In the past three weeks the door ajar light accompanied by the dinging sound will come on and off randomly as I drive. And the alarm has started going off randomly when it's parked. It went off in the middle of the night last night. I turned it off twice and finally unlocked the doors so the neighborhood could sleep.

This morning the car will not start. The battery is strong: all dash lights on, radio and electric windows work, etc.

It will not take a jump. I turn the key and there is a sound (starter?) but then a sudden silence. The process ends so abruptly that the car actually jars.

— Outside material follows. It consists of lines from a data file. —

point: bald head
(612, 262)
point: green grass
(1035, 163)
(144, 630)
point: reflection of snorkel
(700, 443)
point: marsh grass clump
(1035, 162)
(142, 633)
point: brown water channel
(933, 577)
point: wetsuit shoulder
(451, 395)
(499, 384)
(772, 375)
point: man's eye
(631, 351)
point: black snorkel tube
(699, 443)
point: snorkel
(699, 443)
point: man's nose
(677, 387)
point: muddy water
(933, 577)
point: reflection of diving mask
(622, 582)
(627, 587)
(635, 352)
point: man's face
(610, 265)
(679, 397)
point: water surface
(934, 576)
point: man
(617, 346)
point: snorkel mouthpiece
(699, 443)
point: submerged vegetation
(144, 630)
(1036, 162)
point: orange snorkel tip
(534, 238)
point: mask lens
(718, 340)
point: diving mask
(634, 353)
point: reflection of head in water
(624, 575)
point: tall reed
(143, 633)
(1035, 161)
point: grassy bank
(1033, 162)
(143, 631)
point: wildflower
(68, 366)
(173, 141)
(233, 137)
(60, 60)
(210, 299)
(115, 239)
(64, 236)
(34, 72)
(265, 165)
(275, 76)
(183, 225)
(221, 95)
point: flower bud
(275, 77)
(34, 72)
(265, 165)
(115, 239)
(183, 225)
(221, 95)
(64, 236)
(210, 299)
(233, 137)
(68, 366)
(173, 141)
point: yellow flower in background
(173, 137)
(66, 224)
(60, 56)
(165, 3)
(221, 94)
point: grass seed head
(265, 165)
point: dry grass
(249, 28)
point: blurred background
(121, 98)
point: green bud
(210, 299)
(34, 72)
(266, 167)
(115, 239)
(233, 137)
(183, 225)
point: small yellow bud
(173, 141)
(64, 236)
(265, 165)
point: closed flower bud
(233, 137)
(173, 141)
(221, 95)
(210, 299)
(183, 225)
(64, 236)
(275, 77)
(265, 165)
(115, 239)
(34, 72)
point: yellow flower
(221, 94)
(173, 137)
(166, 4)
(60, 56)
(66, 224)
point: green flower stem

Any connection to the electrical issues, do you think? Whole computer bad? Or separate issue?

Thanks!
 






This is my first post to forum and I hope I can help some out with this issue, my 2002 Mountaineer was having the same problem as the original poster and in searching the web I kept getting referred to posts here, so I signed up after this site help me fix mine. Not sure which link I followed but the troubleshooting advice about rolling the windows down and arming the alarm system and then trying each door by pulling to open by using interior door handle was a big time saver! For the past three months I had been getting the random alarm going off in the middle of the night, the door ajar buzzer or whatever its called-the drive you crazy while you drive chime etc. and the message center displaying door ajar randomly, then permanently and finally I did notice the radio cutting off when ignition immediately turned off. Oh and the door/dome lights staying on, all things to drive you nuts!.
Down to my fix- using the pull the handle tip I found it was my passenger front door- it didn't set off alarm when opened. I had already checked the individual door to body wiring harness and my message center gave a liftgate ajar warning for rear hatch, so I knew it was in one of the doors. Now in my memory I had had a similar issues years ago with my first Explorer - a 97 model, I had learned that the door ajar switches did not have power to them - they simply completed the ground in the circuit, so with a simple paper clip and electrical tape I solved my problem for less than a nickel ! I know its the not the proper thing to do, but 99% of the time I'm riding by myself. I just unplugged wire end from switch in the door, cut down a paper clip, jumpered the two pins in the connector, tapped the end over and solved all my issues. I doubt I will ever feel like tearing door apart and removing latch to change the switch, but we will see. I should note my 02 Mountaineer had the two pin switches, my mechanic said some he thought had just a single pin, in which case this fix wouldn't work.